The Murphy’s planted 60-acres at elevations from 700 to 1,000 feet and purchased an adjoining 11-acre vineyard. Pinot noir took primacy with its 32 acres, followed by 17 acres of chardonnay, 16 acres of sauvignon blanc and parcels of syrah and nebbiolo.
Presqu’ile uses estate grapes and also buys fruit from the stellar Bien Nacido Vineyard in Santa Maria Valley and the Steiner Creek Vineyard in San Luis Obispo.
While many wine drinkers think of rose’ as a warm-weather wine, I like it anytime. And you might, too, after tasting the 2015 Presqu’ile Rosé Santa Maria Valley. Made from pure pinot noir, it brightens a winter’s day with its copper color, and appealing orange, tangerine and lemon-y fragrance. The pleasure of summer’s fruits are captured in the strawberry and cranberry flavors lifted with a steam of acidity that is refreshing and long lasting. 93 points. Retail is approximately $19.50.
The 2014 Presqu’ile Chardonnay Santa Maria Valley is as close to a Premier Cru Chassagne-Montrachet as you’ll find in this country. Cronje coddled his estate grown chardonnay grapes for six months in stainless-steel tanks and a year in neutral French oak barrels. The wine’s spring-water hue and elegant floral, vanilla scent are instant messages that this is not another California oaky, fruit-bomb chardonnay. Then, the white peach and pear flavors crossed my palate with their medium-full body and balancing acidity, confirming its Burgundy style.
The 2014 Presqu’ile Chardonnay was perfect with sautéed skate, followed by a cheese plate of Camembert, Pont-l’Évêque and Wisconsin Ribolla. 94 Points. Retail is approximately $40.
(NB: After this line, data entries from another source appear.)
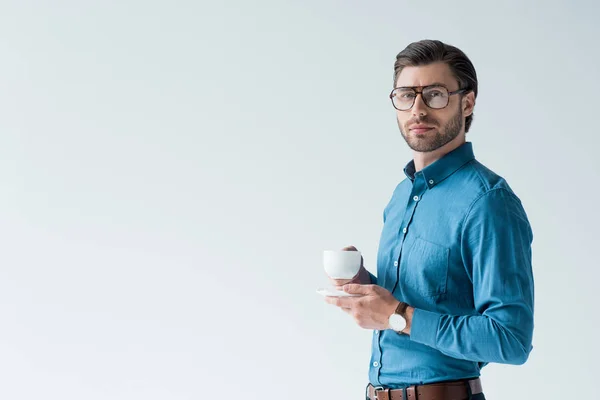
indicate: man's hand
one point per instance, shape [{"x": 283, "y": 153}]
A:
[
  {"x": 372, "y": 309},
  {"x": 362, "y": 277}
]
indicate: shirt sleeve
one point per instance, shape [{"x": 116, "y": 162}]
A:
[{"x": 496, "y": 250}]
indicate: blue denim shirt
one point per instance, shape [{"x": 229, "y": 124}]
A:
[{"x": 456, "y": 246}]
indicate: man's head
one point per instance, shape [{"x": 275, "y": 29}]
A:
[{"x": 442, "y": 82}]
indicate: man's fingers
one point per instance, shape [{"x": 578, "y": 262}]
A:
[{"x": 341, "y": 302}]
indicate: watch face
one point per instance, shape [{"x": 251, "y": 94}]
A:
[{"x": 397, "y": 323}]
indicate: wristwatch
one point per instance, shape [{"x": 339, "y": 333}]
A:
[{"x": 397, "y": 321}]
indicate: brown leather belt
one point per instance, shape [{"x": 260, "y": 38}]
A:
[{"x": 433, "y": 391}]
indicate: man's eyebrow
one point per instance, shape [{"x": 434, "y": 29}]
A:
[{"x": 431, "y": 84}]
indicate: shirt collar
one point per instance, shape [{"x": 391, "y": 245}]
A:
[{"x": 444, "y": 167}]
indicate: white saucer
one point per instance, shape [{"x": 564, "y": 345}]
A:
[{"x": 335, "y": 293}]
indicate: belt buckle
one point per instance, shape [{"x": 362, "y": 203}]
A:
[{"x": 378, "y": 389}]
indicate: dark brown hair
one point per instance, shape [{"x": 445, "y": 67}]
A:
[{"x": 427, "y": 52}]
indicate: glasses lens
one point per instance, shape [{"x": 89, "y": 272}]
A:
[
  {"x": 436, "y": 96},
  {"x": 403, "y": 99}
]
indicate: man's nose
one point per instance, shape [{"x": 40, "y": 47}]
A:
[{"x": 419, "y": 108}]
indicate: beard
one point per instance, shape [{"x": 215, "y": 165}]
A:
[{"x": 429, "y": 141}]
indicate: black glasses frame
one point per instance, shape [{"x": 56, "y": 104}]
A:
[{"x": 417, "y": 92}]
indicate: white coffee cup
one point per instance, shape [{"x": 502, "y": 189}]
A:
[{"x": 341, "y": 264}]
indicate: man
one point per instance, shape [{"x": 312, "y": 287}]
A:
[{"x": 454, "y": 288}]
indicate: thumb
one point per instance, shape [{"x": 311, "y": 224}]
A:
[{"x": 356, "y": 288}]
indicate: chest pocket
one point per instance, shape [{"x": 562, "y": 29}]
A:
[{"x": 426, "y": 269}]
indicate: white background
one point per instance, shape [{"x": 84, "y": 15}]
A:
[{"x": 172, "y": 171}]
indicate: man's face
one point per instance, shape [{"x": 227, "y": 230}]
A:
[{"x": 426, "y": 129}]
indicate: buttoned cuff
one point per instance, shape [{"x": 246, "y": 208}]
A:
[{"x": 424, "y": 327}]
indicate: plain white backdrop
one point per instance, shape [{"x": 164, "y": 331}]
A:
[{"x": 171, "y": 172}]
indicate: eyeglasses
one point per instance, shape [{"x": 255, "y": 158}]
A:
[{"x": 434, "y": 96}]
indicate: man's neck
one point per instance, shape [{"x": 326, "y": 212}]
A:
[{"x": 422, "y": 160}]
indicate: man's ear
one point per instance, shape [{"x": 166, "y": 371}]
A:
[{"x": 468, "y": 104}]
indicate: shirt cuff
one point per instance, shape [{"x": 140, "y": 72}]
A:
[
  {"x": 373, "y": 279},
  {"x": 424, "y": 327}
]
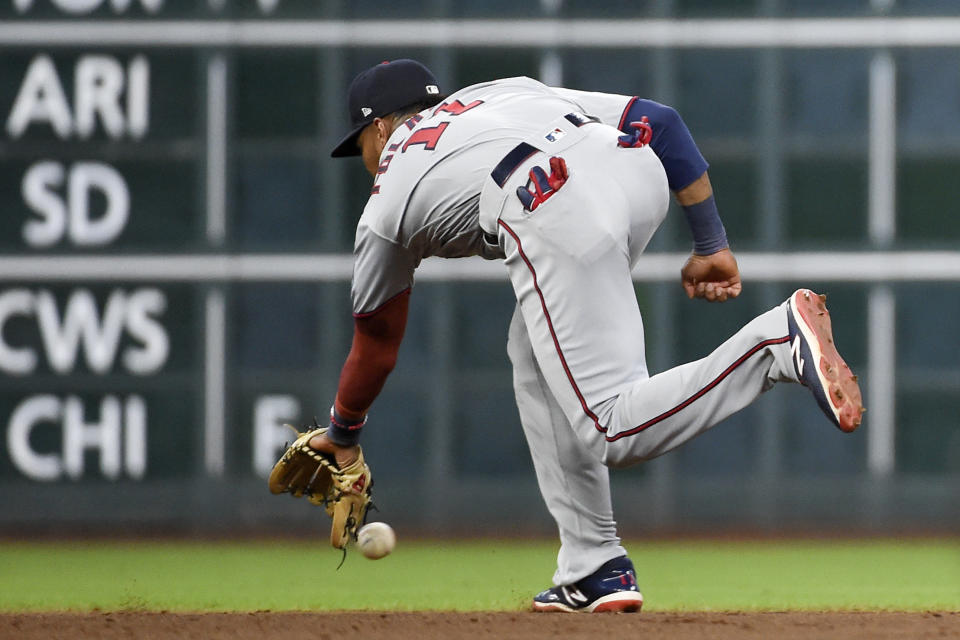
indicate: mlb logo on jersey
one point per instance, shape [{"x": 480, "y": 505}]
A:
[{"x": 555, "y": 135}]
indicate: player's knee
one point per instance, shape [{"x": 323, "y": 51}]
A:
[{"x": 618, "y": 454}]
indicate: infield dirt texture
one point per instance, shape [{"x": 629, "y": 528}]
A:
[
  {"x": 779, "y": 589},
  {"x": 499, "y": 625}
]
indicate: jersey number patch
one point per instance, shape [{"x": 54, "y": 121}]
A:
[{"x": 427, "y": 136}]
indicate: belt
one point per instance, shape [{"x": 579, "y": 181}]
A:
[{"x": 523, "y": 151}]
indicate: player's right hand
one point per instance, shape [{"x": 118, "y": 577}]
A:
[{"x": 715, "y": 277}]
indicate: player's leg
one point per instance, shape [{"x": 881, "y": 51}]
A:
[
  {"x": 574, "y": 484},
  {"x": 593, "y": 571},
  {"x": 569, "y": 262}
]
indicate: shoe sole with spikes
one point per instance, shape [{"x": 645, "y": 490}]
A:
[{"x": 818, "y": 363}]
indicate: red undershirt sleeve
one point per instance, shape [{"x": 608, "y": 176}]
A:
[{"x": 373, "y": 354}]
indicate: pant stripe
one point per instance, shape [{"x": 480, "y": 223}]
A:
[
  {"x": 699, "y": 394},
  {"x": 553, "y": 334}
]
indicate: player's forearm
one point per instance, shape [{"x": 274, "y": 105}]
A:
[
  {"x": 362, "y": 378},
  {"x": 373, "y": 354}
]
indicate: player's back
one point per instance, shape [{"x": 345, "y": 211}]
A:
[{"x": 426, "y": 194}]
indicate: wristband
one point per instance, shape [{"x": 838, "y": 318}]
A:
[
  {"x": 343, "y": 432},
  {"x": 709, "y": 236}
]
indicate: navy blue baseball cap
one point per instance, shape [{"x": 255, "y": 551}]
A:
[{"x": 382, "y": 90}]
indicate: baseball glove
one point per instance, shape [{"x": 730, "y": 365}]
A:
[{"x": 345, "y": 493}]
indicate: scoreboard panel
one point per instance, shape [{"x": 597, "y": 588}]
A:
[{"x": 110, "y": 154}]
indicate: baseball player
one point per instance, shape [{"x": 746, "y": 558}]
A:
[{"x": 567, "y": 187}]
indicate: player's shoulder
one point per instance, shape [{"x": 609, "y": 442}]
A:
[{"x": 501, "y": 85}]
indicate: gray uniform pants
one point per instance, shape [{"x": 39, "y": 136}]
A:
[{"x": 576, "y": 342}]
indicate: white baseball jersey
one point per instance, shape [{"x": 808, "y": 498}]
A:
[
  {"x": 425, "y": 200},
  {"x": 576, "y": 342}
]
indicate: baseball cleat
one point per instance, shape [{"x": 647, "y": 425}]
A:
[
  {"x": 611, "y": 588},
  {"x": 818, "y": 364}
]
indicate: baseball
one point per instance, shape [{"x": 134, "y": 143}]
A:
[{"x": 376, "y": 540}]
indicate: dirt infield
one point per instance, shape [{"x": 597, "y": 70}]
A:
[{"x": 500, "y": 626}]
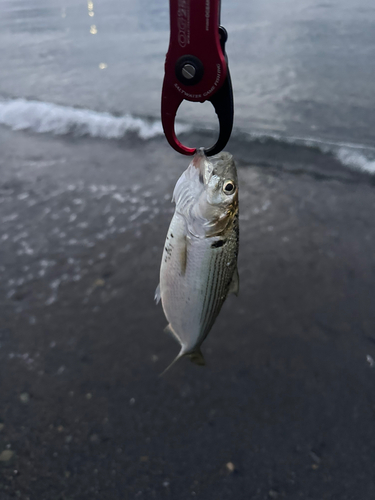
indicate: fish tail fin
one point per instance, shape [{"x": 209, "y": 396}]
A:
[
  {"x": 179, "y": 355},
  {"x": 197, "y": 357}
]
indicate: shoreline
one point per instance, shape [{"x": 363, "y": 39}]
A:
[{"x": 287, "y": 397}]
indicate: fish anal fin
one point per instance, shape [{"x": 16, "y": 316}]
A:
[
  {"x": 180, "y": 354},
  {"x": 197, "y": 358},
  {"x": 157, "y": 294},
  {"x": 234, "y": 286}
]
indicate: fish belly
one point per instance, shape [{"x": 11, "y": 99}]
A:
[{"x": 194, "y": 281}]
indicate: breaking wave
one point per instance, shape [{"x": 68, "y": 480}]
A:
[
  {"x": 43, "y": 117},
  {"x": 22, "y": 114}
]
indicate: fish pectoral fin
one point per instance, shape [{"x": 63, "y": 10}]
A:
[
  {"x": 234, "y": 286},
  {"x": 197, "y": 358},
  {"x": 168, "y": 329},
  {"x": 157, "y": 294}
]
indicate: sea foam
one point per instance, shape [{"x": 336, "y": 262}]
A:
[{"x": 22, "y": 114}]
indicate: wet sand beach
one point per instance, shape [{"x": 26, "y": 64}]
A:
[{"x": 285, "y": 406}]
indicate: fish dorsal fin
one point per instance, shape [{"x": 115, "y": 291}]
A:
[
  {"x": 157, "y": 294},
  {"x": 183, "y": 255},
  {"x": 234, "y": 286},
  {"x": 197, "y": 358}
]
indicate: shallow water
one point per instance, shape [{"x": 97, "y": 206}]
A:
[{"x": 302, "y": 68}]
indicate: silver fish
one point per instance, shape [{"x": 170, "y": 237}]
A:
[{"x": 199, "y": 263}]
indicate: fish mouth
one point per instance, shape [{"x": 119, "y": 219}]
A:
[{"x": 203, "y": 166}]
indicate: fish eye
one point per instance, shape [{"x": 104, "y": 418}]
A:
[{"x": 229, "y": 187}]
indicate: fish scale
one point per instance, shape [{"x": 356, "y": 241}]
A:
[{"x": 199, "y": 262}]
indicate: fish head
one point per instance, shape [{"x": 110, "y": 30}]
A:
[
  {"x": 218, "y": 201},
  {"x": 207, "y": 193}
]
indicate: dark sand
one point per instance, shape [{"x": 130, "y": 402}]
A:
[{"x": 286, "y": 405}]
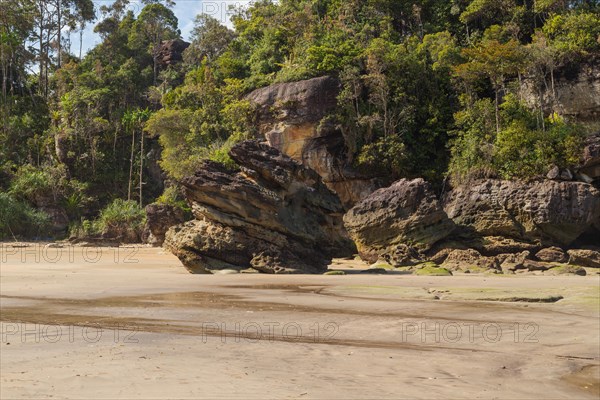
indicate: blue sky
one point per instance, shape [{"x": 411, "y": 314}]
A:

The 2014 Presqu’ile Steiner Creek Vineyard San Luis Obispo County Pinot Noir is made only from fruit purchased at the Steiner Creek Vineyard. Its translucent raspberry color is a relief from the opaque pinot noirs of many California wineries. And its cinnamon and Chinese five-spice aroma has a Chambolle-Musigny accent. The rich, black-cherry, raspberry and cranberry flavors are supported with tingling tannins giving this wine a very Burgundian style and good aging potential.
Red wine with fish has been a decades-long pairing for me. And the 2014 Presqu’ile Steiner Creek Vineyard Pinot Noir with mahi-mahi, roasted cauliflower and red bell peppers was as rewarding as the wine’s 97 Points. Retail is approximately $48.
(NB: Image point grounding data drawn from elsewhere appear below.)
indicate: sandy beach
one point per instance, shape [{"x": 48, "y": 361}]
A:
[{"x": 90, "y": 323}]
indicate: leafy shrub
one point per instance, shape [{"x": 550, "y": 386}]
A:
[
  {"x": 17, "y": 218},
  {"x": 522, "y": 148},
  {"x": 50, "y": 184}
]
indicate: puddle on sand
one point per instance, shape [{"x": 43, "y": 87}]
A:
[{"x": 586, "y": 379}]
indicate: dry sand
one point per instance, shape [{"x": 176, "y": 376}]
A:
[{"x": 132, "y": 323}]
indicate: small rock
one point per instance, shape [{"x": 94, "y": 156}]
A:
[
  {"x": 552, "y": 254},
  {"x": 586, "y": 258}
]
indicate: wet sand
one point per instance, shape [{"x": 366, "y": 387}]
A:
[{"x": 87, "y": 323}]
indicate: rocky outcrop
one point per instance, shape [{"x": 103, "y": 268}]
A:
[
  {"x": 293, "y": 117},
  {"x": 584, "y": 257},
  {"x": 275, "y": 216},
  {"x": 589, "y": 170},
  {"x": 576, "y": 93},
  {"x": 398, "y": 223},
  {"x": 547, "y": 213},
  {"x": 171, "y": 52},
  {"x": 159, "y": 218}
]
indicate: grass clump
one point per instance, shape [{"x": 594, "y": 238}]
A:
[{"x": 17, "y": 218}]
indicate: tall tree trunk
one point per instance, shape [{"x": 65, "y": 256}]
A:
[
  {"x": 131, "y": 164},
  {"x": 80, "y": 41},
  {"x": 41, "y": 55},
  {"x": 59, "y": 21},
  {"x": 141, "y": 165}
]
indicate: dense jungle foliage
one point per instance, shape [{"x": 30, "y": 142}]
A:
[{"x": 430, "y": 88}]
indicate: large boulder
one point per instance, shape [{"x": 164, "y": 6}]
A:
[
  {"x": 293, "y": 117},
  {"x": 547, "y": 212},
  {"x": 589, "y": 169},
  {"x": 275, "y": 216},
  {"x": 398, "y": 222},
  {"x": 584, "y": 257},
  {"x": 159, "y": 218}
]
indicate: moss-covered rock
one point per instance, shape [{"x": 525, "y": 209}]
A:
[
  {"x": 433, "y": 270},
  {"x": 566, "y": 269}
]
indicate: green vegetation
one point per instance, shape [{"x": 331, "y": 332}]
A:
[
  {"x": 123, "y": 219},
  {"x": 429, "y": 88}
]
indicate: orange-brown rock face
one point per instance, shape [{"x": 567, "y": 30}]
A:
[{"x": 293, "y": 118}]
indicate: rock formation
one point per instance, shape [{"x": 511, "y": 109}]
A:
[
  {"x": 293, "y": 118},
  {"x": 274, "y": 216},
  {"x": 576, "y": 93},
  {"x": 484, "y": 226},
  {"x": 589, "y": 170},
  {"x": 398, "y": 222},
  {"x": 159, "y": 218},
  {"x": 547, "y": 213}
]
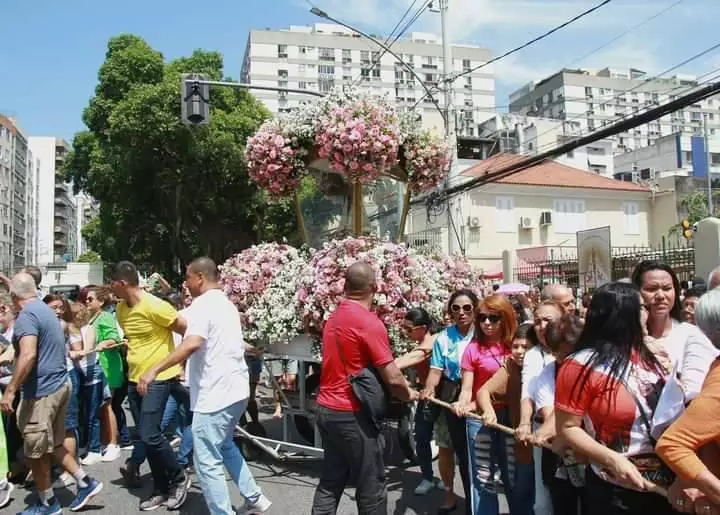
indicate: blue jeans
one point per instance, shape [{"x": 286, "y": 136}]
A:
[
  {"x": 178, "y": 415},
  {"x": 215, "y": 448},
  {"x": 92, "y": 397},
  {"x": 178, "y": 394},
  {"x": 147, "y": 412},
  {"x": 488, "y": 452},
  {"x": 423, "y": 437}
]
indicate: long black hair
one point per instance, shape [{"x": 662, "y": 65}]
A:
[
  {"x": 612, "y": 332},
  {"x": 650, "y": 266},
  {"x": 463, "y": 293},
  {"x": 419, "y": 316}
]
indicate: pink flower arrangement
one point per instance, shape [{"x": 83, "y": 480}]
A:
[
  {"x": 427, "y": 161},
  {"x": 276, "y": 160},
  {"x": 360, "y": 139},
  {"x": 245, "y": 276}
]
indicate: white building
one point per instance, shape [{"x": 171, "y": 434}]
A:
[
  {"x": 529, "y": 135},
  {"x": 18, "y": 198},
  {"x": 596, "y": 98},
  {"x": 323, "y": 56},
  {"x": 56, "y": 214}
]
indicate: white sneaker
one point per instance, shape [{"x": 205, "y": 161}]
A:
[
  {"x": 92, "y": 458},
  {"x": 424, "y": 487},
  {"x": 63, "y": 481},
  {"x": 260, "y": 506},
  {"x": 112, "y": 452}
]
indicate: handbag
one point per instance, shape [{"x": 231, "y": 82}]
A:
[
  {"x": 650, "y": 466},
  {"x": 368, "y": 388}
]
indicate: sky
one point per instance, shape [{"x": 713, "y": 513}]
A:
[{"x": 52, "y": 51}]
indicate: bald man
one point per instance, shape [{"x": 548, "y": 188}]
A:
[
  {"x": 562, "y": 295},
  {"x": 354, "y": 338}
]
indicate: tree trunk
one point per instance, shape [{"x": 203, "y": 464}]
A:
[
  {"x": 404, "y": 213},
  {"x": 357, "y": 209}
]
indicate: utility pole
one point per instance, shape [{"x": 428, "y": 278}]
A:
[
  {"x": 709, "y": 160},
  {"x": 454, "y": 236}
]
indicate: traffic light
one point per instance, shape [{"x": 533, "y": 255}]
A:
[
  {"x": 195, "y": 99},
  {"x": 687, "y": 228}
]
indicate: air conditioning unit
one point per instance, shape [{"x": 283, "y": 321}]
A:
[{"x": 474, "y": 222}]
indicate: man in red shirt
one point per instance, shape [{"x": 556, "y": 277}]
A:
[{"x": 352, "y": 444}]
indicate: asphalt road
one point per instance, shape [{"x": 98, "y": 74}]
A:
[{"x": 289, "y": 486}]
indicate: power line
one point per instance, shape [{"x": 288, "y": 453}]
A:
[
  {"x": 517, "y": 166},
  {"x": 412, "y": 20},
  {"x": 639, "y": 85},
  {"x": 532, "y": 41}
]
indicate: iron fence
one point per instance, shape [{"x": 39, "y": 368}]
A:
[{"x": 560, "y": 264}]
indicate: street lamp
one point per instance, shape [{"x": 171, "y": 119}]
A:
[{"x": 428, "y": 94}]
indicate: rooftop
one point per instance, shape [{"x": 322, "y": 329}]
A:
[{"x": 549, "y": 174}]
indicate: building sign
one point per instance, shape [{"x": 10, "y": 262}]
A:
[{"x": 594, "y": 257}]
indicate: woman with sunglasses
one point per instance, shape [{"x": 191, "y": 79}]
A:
[
  {"x": 443, "y": 382},
  {"x": 495, "y": 325},
  {"x": 417, "y": 327}
]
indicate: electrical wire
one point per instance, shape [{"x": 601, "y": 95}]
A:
[
  {"x": 531, "y": 42},
  {"x": 389, "y": 44},
  {"x": 638, "y": 85}
]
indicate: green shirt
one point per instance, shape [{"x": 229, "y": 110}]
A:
[{"x": 110, "y": 360}]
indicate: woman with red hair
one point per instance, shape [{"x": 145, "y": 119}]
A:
[{"x": 495, "y": 326}]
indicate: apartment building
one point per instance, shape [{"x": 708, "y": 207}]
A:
[
  {"x": 57, "y": 219},
  {"x": 596, "y": 98},
  {"x": 322, "y": 56},
  {"x": 529, "y": 135}
]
As seductive as the 2014 Presqu’ile Steiner Creek Vineyard San Luis Obispo County is, I surrendered to the 2014 Presqu’ile Santa Maria Valley Pinot Noir. Cronje blended 90 percent estate fruit with 10 percent pinot noir from the acclaimed Bien Nacido Vineyard. The wine’s hypnotic power begins with the strawberry, rhubarb and five-spice aromas that seem to float above the glass like vapors of incense. Then, when you pull yourself away from the mesmerizing scent, you are immediately captivated by the kaleidoscope of black-cherry, raspberry and strawberry flavors that unfold like an accordion and play in your mouth with their elegant, soft tannins. Add the 12.9 percent alcohol and you have a nearly perfect pinot noir. 99 Points. Retail is approximately $50.
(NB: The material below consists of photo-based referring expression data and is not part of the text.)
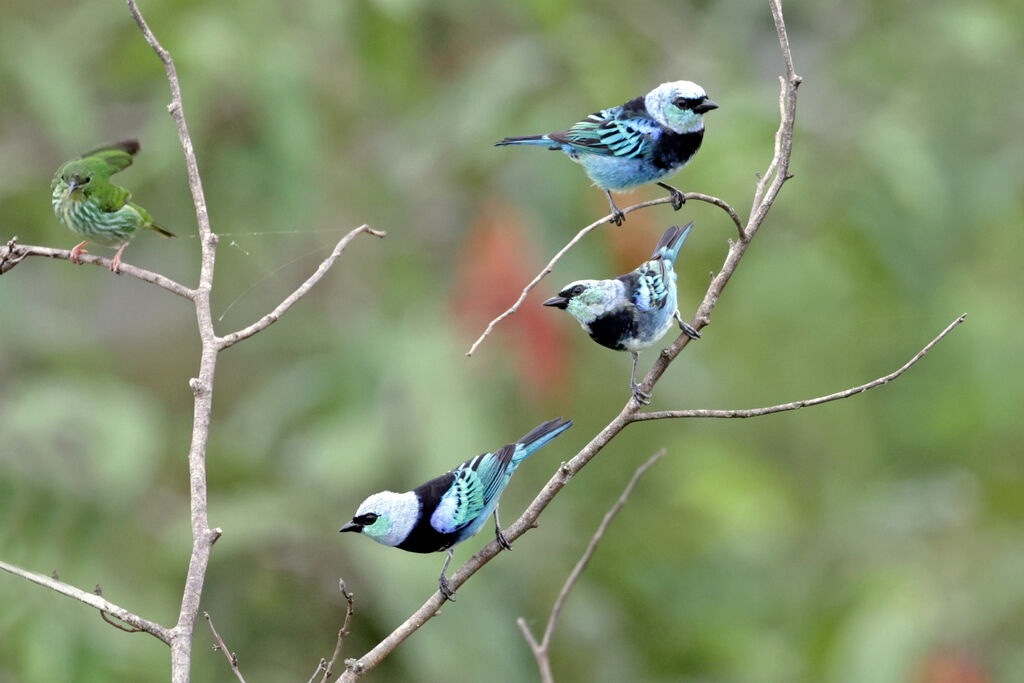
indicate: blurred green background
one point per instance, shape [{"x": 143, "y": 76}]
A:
[{"x": 878, "y": 539}]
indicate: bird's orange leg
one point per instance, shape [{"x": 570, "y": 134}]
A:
[
  {"x": 77, "y": 251},
  {"x": 116, "y": 261}
]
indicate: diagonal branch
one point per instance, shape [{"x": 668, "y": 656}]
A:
[
  {"x": 93, "y": 600},
  {"x": 232, "y": 658},
  {"x": 12, "y": 253},
  {"x": 273, "y": 315},
  {"x": 541, "y": 649},
  {"x": 580, "y": 236},
  {"x": 781, "y": 408},
  {"x": 780, "y": 162}
]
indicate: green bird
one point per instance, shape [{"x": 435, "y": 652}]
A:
[{"x": 86, "y": 201}]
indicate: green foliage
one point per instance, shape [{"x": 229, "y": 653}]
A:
[{"x": 875, "y": 539}]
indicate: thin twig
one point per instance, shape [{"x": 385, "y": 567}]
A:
[
  {"x": 342, "y": 632},
  {"x": 232, "y": 658},
  {"x": 93, "y": 600},
  {"x": 579, "y": 236},
  {"x": 320, "y": 667},
  {"x": 12, "y": 253},
  {"x": 541, "y": 649},
  {"x": 301, "y": 291},
  {"x": 781, "y": 408}
]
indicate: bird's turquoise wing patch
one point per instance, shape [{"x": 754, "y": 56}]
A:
[{"x": 610, "y": 134}]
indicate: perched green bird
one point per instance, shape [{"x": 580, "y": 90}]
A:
[{"x": 86, "y": 201}]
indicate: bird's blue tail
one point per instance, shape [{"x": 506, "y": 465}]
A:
[
  {"x": 538, "y": 437},
  {"x": 671, "y": 243},
  {"x": 541, "y": 140}
]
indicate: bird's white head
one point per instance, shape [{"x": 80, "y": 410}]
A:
[
  {"x": 386, "y": 517},
  {"x": 679, "y": 105},
  {"x": 588, "y": 299}
]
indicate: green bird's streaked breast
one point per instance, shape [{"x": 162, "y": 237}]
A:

Anna Murphy, Matt’s sister, has joined the Presqu’ile winemaking team that is producing some of America’s most aromatic and flavorful pinot noirs with reasonable alcohol levels and integrated tannins.
Thankfully, the characteristics that have defined numerous West Coast pinot noirs–cola and Luden’s black-cherry coughdrop tastes, high alcohol and candied-styled–is MIA at Presqu’ile. In its place, you will find a Burgundy vision with an American viewpoint.